TITLE: Performances of candidates with osteopathic compared with allopathic subspecialty training on the American Osteopathic Board of Internal Medicine subspecialty certifying examinations 1984 to 1992.
AUTHORS: Slick GL; Dolan S
AUTHOR AFFILIATION: Department of Internal Medicine, Chicago College of Osteopathic Medicine of Midwestern University, IL 60615.
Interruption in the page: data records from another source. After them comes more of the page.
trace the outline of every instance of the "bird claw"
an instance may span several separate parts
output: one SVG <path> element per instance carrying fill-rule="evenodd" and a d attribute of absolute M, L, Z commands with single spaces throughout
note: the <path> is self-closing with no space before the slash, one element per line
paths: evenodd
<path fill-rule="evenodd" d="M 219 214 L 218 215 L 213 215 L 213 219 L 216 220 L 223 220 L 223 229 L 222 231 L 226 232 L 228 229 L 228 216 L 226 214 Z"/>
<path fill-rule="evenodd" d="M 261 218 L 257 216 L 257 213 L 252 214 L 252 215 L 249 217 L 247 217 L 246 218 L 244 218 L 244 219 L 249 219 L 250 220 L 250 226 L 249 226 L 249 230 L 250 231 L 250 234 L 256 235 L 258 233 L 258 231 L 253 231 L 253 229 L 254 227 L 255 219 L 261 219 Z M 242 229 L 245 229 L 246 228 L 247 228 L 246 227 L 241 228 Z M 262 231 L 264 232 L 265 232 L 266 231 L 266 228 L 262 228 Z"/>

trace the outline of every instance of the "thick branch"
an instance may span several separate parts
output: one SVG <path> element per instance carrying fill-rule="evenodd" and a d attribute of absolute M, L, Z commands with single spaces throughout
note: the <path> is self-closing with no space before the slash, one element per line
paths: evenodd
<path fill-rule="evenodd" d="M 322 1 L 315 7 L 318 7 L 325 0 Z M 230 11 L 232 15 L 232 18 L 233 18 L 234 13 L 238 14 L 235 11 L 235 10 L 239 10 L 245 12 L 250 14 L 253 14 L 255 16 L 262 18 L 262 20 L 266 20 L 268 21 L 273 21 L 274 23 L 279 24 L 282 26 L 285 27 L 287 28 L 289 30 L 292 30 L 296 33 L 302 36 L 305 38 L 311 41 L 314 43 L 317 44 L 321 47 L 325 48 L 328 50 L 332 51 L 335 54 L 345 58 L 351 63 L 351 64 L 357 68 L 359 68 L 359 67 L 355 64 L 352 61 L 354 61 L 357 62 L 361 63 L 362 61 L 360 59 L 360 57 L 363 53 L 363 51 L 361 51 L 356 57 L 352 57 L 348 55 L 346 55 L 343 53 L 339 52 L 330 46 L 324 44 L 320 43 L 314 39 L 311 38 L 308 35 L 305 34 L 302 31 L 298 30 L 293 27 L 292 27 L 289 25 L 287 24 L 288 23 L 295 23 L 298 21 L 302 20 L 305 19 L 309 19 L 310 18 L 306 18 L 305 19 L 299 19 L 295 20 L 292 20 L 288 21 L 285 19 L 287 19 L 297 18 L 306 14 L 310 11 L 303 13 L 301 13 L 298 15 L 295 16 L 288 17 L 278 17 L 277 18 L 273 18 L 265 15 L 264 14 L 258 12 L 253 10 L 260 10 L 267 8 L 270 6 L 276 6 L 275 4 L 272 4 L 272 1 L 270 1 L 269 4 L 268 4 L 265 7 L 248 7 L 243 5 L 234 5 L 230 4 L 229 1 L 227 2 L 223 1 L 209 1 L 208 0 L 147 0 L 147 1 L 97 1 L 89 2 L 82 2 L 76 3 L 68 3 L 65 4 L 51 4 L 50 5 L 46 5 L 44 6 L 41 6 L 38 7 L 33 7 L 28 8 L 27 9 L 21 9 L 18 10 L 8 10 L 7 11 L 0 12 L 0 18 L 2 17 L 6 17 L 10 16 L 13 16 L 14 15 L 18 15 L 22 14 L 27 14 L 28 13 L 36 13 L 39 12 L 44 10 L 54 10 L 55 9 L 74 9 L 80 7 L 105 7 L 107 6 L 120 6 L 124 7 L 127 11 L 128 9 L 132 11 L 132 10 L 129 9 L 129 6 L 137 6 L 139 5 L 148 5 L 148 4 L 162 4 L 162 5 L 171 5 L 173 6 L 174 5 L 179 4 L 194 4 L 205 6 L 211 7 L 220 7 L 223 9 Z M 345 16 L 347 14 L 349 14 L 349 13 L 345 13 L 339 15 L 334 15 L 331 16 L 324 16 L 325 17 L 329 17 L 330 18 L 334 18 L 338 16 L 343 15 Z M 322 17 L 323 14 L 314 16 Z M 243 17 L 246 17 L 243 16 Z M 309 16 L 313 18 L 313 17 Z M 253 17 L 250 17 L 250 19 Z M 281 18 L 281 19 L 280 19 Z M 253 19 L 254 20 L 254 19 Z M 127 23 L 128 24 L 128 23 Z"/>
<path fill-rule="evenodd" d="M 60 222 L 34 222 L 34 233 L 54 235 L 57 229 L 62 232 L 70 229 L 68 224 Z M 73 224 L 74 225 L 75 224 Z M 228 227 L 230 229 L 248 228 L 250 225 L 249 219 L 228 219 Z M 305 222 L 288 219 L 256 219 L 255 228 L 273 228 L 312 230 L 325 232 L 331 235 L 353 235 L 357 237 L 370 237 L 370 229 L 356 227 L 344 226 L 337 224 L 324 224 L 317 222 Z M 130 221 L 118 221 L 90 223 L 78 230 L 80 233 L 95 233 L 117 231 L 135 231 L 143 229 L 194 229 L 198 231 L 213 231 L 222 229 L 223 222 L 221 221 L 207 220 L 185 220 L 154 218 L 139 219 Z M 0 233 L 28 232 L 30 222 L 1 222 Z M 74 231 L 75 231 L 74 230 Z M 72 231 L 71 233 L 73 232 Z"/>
SOURCE: J Am Osteopath Assoc 1994 Dec;94(12):1050-3
CITATION IDS: PMID: 7852104 UI: 95155070
ABSTRACT: The American Osteopathic Board of Internal Medicine has been examining various factors that may affect candidate performance on subspecialty certifying examinations. To see whether taking subspecialty training in an osteopathic compared with an allopathic institution could predict better performance on the certifying examinations, the authors analyzed examination performance for all candidates from 1984 through 1992. There was no significant difference between the mean scores for the two groups for any of the nine subspecialty certifying examinations. When the results from all nine examinations were pooled, the mean first-time examination takers' score for candidates in allopathic subspecialty programs (n = 201) was 78.3 and for those in osteopathic subspecialty programs (n = 153), 77.4 (P > 0.2). On the basis of these results, we cannot conclude that osteopathic subspecialty training is a factor that predicts better performance on the subspecialty certifying examination.
Bottom line: Ultimately, one's own success in medicine will be determined by the drive, ambition, and passion one holds for becoming the best physician he or she can be. There are some differences between MD and DO training, perhaps some differences in post-graduate opportunities too. Still, both professionals are recognized as complete physicians. I know no starving D.O.'s or M.D.'s.
Do what you like.
[This message has been edited by drusso (edited 03-08-99).]